HHS has also had to wait for states to decide if they will run their own exchanges, and then approve their plans to do so. HHS will have to do the job for the states that won’t — at last count, 26 of them.
But however they turn out, exchanges are going to shape the future evolution of health insurance coverage, experts agree. And they will eventually be forced to make it an easier process.
“In time I think you’ll see this market evolve,” says Joel Ario, a former Pennsylvania insurance commissioner who helped direct development of the health insurance exchanges for the Obama administration and who now is a managing director at Manatt Health Solutions.
“The winners are the ones who will make it as simple and easy to navigate as possible.”

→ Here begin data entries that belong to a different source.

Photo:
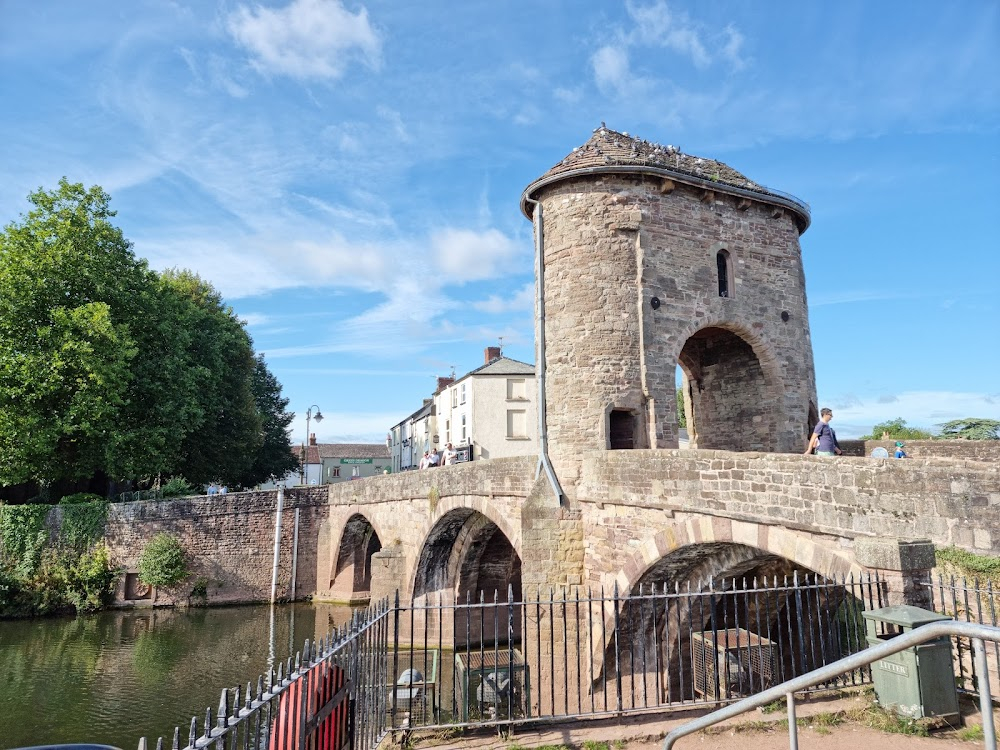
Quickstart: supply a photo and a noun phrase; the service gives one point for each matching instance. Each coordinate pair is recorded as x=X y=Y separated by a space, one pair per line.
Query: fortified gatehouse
x=622 y=566
x=650 y=261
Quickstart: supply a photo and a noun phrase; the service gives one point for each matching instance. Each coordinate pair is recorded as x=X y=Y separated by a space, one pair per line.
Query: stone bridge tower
x=654 y=260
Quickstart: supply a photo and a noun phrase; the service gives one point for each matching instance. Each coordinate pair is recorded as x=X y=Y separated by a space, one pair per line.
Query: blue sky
x=347 y=174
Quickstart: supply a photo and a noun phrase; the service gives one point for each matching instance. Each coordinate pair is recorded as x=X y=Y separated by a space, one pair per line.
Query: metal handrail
x=974 y=631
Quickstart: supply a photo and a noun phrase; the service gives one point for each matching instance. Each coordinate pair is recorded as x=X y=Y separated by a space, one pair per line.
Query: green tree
x=973 y=428
x=898 y=430
x=275 y=458
x=68 y=281
x=228 y=432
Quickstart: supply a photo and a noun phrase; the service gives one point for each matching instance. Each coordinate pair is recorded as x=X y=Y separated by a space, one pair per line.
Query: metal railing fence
x=975 y=633
x=331 y=695
x=562 y=656
x=976 y=603
x=575 y=653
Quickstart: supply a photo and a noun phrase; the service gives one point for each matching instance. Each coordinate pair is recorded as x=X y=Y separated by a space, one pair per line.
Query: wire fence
x=576 y=653
x=977 y=602
x=331 y=695
x=565 y=655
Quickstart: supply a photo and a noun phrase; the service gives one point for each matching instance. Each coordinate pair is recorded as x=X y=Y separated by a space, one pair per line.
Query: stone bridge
x=645 y=517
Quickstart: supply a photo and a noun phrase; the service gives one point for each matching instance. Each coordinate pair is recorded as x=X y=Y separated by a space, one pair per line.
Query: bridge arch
x=733 y=382
x=738 y=562
x=799 y=548
x=351 y=575
x=468 y=547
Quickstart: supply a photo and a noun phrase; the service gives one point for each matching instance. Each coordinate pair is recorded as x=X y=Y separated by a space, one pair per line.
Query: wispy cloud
x=855 y=416
x=522 y=301
x=306 y=39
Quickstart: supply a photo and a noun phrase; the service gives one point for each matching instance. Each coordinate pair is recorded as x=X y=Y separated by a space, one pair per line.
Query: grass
x=884 y=720
x=972 y=733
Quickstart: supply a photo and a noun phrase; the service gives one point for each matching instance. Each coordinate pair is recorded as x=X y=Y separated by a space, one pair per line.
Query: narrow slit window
x=722 y=261
x=621 y=430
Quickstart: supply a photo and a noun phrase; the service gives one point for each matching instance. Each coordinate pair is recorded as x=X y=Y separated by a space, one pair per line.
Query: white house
x=490 y=412
x=410 y=438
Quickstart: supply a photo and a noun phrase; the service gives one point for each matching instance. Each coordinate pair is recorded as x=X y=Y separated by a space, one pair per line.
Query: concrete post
x=905 y=565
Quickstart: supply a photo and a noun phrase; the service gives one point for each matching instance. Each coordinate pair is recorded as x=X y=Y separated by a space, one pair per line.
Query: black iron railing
x=563 y=655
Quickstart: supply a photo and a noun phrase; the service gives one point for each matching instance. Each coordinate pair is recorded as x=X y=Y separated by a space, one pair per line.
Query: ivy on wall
x=41 y=577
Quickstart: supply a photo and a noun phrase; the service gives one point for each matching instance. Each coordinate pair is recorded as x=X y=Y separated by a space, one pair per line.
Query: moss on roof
x=608 y=149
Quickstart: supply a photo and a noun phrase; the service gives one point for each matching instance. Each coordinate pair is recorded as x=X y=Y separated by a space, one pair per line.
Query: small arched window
x=722 y=261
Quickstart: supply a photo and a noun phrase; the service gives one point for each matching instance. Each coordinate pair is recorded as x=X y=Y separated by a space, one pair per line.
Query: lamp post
x=305 y=449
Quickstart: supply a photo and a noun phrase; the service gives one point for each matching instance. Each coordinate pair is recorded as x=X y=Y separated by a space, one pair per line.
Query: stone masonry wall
x=228 y=539
x=970 y=450
x=613 y=242
x=948 y=502
x=403 y=509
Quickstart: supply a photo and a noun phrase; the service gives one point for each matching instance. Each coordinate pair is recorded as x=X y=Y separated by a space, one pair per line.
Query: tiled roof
x=353 y=450
x=501 y=366
x=311 y=451
x=611 y=151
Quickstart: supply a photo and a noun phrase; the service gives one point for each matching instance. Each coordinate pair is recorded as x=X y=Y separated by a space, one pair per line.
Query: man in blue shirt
x=824 y=439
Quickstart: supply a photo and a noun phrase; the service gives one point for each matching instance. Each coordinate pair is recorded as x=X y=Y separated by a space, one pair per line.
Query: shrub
x=83 y=523
x=177 y=487
x=90 y=582
x=162 y=562
x=80 y=497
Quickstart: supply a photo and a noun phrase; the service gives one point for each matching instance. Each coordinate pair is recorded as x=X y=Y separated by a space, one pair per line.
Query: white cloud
x=306 y=39
x=255 y=319
x=522 y=301
x=611 y=69
x=657 y=25
x=855 y=416
x=467 y=255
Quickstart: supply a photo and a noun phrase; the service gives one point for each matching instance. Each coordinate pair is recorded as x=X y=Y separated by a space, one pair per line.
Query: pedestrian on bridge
x=824 y=439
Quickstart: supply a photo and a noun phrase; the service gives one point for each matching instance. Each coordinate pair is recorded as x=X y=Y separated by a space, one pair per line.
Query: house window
x=517 y=424
x=516 y=390
x=722 y=262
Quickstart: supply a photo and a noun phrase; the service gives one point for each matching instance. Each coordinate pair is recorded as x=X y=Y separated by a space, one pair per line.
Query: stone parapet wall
x=403 y=509
x=948 y=502
x=228 y=540
x=499 y=476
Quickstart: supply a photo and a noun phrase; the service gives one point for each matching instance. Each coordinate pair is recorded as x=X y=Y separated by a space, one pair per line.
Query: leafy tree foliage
x=897 y=429
x=973 y=428
x=108 y=367
x=274 y=460
x=67 y=281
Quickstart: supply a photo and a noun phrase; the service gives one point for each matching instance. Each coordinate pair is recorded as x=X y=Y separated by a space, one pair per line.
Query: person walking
x=824 y=439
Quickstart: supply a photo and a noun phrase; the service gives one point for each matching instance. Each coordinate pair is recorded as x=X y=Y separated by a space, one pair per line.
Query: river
x=116 y=676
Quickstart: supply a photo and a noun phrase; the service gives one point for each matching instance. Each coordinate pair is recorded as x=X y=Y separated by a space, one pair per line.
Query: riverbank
x=842 y=721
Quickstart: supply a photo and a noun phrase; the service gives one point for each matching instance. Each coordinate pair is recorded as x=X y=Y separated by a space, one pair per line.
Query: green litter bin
x=918 y=681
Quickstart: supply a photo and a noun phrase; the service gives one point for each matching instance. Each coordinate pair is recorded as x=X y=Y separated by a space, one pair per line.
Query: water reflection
x=115 y=676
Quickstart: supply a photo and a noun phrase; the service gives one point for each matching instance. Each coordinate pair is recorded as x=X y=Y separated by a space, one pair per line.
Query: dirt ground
x=830 y=723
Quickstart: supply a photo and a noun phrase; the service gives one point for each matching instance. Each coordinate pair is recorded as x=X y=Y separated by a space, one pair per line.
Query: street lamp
x=309 y=416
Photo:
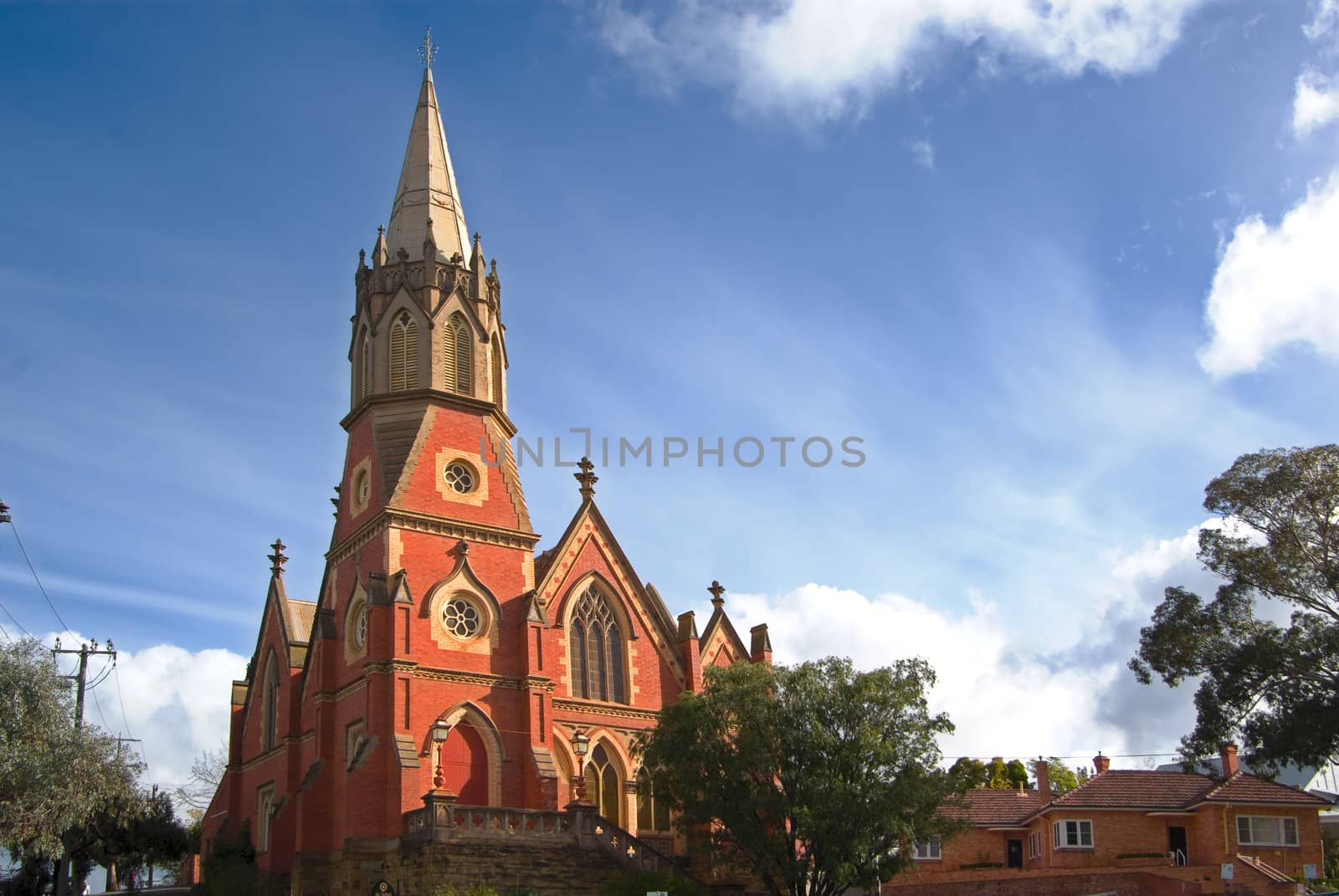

Although about 7 million people will initially buy insurance on the public exchanges, according to the Congressional Budget Office, Ario says employers will start moving to exchange-style marketplaces as well. And while states and the federal government are the largest forces running exchanges, private groups are already also designing and marketing exchanges – to states, public employers and to companies.
And, by the way, lawmakers are going to get a taste of what the rest of the country is feeling. The law requires that starting in 2014, members of Congress and many of their staffers will have to buy their health insurance on the exchanges, unless they’re over 65 and on Medicare. President Barack Obama is also supposed to buy a plan on an exchange – although he mostly relies on a personal physician at the White House Medical Unit.